Lo último que pasó fue también durante la primera semana, cuando, durante una de las clases que compartimos con gente de otras carreras, una chica respondió a una de mis preguntas diciendo si estaba haciéndome la tonta a propósito o si realmente no sabía ni contar. Había sido una duda inocente sobre historia, algo que sin problemas me habrían respondido en bachillerato, pero aquí el profesor me ignoró, ella me dijo eso y la gente se rio antes de cambiar rápidamente de tema. Por su parte, ella se quedó mirándome fijamente, sin sonreír, solo mirándome. Yo me hundí en la silla y decidí no volver a preguntar nada en los siguientes cuatro años. Así que sí, no ha sido la mejor de las semanas y no he dejado de pensar en lo que dijo Bernat sobre que la gente de Barcelona iba a ser diferente a la del pueblo.

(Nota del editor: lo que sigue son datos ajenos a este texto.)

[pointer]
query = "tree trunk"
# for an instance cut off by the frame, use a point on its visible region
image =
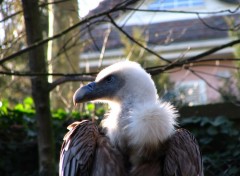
(40, 88)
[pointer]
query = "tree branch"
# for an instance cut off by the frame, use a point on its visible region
(135, 41)
(69, 79)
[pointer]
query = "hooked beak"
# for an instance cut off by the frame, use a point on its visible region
(85, 93)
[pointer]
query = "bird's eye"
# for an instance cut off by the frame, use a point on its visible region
(109, 79)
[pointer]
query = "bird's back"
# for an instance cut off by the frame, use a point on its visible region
(87, 152)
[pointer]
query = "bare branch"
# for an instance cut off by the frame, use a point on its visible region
(186, 12)
(135, 41)
(69, 79)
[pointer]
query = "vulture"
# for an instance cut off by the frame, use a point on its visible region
(139, 136)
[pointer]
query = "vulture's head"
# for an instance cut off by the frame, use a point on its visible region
(137, 115)
(124, 83)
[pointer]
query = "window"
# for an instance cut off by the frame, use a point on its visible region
(192, 92)
(173, 4)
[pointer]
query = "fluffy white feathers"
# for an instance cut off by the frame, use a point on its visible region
(139, 115)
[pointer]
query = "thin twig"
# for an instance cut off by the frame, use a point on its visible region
(135, 41)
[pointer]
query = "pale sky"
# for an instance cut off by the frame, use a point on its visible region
(86, 5)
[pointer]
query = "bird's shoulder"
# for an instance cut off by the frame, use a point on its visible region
(87, 151)
(183, 156)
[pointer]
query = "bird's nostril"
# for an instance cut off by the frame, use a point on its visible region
(91, 86)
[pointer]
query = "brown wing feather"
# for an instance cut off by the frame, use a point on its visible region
(86, 152)
(183, 157)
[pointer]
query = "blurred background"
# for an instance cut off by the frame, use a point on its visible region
(48, 48)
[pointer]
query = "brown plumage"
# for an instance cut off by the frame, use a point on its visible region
(137, 137)
(87, 152)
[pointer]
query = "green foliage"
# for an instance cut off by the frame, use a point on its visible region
(18, 135)
(219, 138)
(219, 141)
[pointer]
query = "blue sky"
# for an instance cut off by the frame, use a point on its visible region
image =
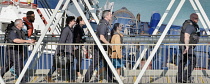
(147, 7)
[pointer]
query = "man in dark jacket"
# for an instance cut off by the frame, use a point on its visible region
(104, 34)
(15, 52)
(189, 35)
(67, 50)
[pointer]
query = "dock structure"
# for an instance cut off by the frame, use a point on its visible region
(147, 59)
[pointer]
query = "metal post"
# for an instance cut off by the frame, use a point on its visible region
(159, 41)
(200, 17)
(155, 32)
(98, 42)
(203, 12)
(39, 42)
(59, 16)
(90, 9)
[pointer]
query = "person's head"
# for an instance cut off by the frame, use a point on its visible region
(194, 17)
(19, 23)
(70, 21)
(80, 21)
(30, 16)
(138, 17)
(116, 28)
(107, 15)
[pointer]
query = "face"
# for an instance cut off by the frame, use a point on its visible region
(109, 16)
(195, 18)
(120, 27)
(82, 22)
(31, 18)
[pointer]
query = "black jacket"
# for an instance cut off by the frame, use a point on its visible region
(78, 34)
(66, 37)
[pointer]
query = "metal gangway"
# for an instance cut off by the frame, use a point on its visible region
(144, 63)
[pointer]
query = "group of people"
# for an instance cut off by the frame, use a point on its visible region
(73, 33)
(20, 33)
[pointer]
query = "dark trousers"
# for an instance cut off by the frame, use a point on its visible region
(69, 67)
(184, 75)
(78, 56)
(15, 58)
(97, 58)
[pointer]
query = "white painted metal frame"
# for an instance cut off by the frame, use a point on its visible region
(39, 42)
(200, 17)
(154, 33)
(159, 41)
(92, 11)
(1, 80)
(59, 15)
(97, 42)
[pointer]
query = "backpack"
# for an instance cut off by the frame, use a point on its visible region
(193, 36)
(7, 31)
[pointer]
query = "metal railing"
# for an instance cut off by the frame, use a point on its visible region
(163, 68)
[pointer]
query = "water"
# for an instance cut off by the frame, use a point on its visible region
(147, 7)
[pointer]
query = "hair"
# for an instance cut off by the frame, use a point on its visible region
(138, 17)
(69, 19)
(114, 29)
(17, 21)
(193, 15)
(29, 13)
(79, 19)
(105, 13)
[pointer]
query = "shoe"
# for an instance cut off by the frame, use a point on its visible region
(49, 79)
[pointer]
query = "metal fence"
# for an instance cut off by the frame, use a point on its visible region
(162, 69)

—No sé qué hacer —me quejé un día por videollamada con mis amigas. Paula y Laia estaban en casa de esta última y se sacaban selfis al fondo del cuarto, un poco alejadas del ordenador, mientras yo hablaba de lo mío—. Todo el mundo parece estar a la defensiva y ni siquiera he conseguido que nadie me dé ni la hora. De verdad que no lo entiendo.

—Pero eso es porque tú estás empanada —soltó Laia, sin mirarme. Me fijé en que Paula le dedicó una mirada breve, como si supiera que se había pasado un poco, pero no se lo dijo y la otra siguió—: Estás acostumbrada a que la gente vaya a ti para hacerse tu amiga, como hicimos nosotras. Si no te hubiéramos recogido, a saber con quién te llevarías ahora… Oh, dios, tal vez con Claudia, la bollera. Pfff. —Su risa, que sonó casi a pedorreta, aumentó cuando la de Paula le hizo un eco débil—. Lo que te quiero decir, Alex, es que tendrás que hacer tú algún esfuerzo, ¿no? Salir al mundo, ser por una vez la que hable con la gente. Lánzate, no sé. Haz algo.

Eso tenía sentido y sabía que tenía razón. Laia siempre la tiene, esa es la clave. Agotada, dejé caer la cabeza sobre mis brazos cruzados y solté un gemido dramático como capricho.